PATIENT FINANCIAL RESPONSIBILITY STATEMENT

FINANCIAL RESPONSIBILITY

Please read the section that applies to your health insurance coverage:

MEDICARE & MEDICARE ADVANTAGE PLANS

We accept assignment on all Medicare claims and will bill Medicare for you. We will bill any supplemental insurance that is secondary to Medicare. We accept the amount approved by Medicare as fee and Medicare generally pays 80% of this amount, minus any deductibles or coinsurance amounts. Often, supplemental insurances will pay towards the remaining 20%. After insurance pays, we will send you a statement if there is any amount that you owe. Please pay promptly or call us if there is a financial hardship and you are not able to pay the full amount within 30 days of receipt of the statement.

PRIVATE INSURANCE

We will send a claim for services rendered to your private insurance company as a courtesy, whether or not we are a contracted provider. If Yakima Urology is not a network provider for your insurance, it is your responsibility to obtain all required referrals and authorizations for your treatment.
Many private insurance companies require us to collect a co-payment at the time of your appointment. We will collect any co-pays due upon check-in on the date of your appointment.
After the insurance company had paid their part, if there is any amount remaining, we will send a statement to you. Please pay promptly or call us if there is a financial hardship and you are not able to pay the full amount within 30 days of receipt of the statement.

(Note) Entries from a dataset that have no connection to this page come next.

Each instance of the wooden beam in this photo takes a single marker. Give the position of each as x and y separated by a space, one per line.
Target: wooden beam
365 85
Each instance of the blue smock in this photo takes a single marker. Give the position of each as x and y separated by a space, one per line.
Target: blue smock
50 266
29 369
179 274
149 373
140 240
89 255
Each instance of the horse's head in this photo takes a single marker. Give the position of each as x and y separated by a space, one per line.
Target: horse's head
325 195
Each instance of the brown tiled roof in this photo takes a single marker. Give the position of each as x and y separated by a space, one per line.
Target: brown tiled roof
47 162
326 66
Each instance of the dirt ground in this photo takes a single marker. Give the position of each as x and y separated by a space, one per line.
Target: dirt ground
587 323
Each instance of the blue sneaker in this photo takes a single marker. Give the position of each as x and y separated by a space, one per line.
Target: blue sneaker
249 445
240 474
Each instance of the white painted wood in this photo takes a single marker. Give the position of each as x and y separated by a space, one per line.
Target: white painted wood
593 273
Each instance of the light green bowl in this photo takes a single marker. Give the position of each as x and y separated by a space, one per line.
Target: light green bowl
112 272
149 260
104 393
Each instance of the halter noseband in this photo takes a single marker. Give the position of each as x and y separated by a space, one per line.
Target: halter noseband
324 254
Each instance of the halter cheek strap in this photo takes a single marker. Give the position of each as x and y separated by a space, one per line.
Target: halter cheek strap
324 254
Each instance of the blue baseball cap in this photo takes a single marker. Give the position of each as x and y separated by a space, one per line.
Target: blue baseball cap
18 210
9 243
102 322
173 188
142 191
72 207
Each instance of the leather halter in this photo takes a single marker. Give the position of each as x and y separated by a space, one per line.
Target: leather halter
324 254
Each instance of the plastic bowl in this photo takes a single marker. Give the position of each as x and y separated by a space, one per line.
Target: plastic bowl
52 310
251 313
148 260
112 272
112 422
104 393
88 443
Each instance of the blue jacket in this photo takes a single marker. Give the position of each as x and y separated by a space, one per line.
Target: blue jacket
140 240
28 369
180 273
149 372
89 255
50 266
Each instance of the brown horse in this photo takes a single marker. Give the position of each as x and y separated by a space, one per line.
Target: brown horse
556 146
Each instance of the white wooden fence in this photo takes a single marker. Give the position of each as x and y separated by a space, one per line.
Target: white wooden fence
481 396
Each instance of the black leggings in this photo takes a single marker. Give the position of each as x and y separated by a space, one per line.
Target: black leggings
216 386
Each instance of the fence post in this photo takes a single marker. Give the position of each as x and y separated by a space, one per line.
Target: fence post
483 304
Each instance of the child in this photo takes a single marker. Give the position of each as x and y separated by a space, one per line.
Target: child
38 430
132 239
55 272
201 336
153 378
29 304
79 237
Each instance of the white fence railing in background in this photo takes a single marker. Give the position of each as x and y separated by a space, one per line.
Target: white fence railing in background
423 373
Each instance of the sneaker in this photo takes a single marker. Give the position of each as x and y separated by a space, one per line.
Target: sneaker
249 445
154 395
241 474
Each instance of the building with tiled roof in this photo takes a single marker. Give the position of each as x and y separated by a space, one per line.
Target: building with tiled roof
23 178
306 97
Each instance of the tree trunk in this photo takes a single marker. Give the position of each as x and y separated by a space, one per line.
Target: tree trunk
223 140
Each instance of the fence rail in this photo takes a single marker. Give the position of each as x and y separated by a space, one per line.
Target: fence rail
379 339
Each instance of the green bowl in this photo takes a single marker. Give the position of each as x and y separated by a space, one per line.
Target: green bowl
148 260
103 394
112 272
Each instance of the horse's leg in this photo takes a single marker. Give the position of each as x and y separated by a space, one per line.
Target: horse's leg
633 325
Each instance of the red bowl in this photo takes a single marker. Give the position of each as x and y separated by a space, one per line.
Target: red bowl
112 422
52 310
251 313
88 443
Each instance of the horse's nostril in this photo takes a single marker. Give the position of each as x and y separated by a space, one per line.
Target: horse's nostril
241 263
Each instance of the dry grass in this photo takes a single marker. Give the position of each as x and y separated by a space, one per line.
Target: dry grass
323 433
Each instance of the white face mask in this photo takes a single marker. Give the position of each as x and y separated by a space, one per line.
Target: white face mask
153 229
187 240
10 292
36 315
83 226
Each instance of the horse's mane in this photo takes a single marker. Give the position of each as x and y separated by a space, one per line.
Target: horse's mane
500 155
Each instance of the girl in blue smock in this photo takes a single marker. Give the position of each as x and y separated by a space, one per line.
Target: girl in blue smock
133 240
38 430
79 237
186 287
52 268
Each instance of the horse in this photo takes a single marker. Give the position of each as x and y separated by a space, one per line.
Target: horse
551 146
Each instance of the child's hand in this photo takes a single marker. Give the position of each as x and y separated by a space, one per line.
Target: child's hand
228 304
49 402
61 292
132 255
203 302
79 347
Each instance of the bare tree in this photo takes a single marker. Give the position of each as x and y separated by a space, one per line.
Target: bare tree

Patient balances over 30 days old will be subject to external collection processes unless other arrangements are made with the Business Office.

NO HEALTH INSURANCE

Patients without insurance are required to pay in full on the day of your visit.

PAYMENT OPTIONS

We do accept credit card payments, Visa, Master Card and Discover only. If your balance is higher than you can pay at one time, please speak with a Business Office representative regarding possible payment arrangements. The minimum monthly payment for any balance over $300.00 is $100.00 per month and a financial statement is required.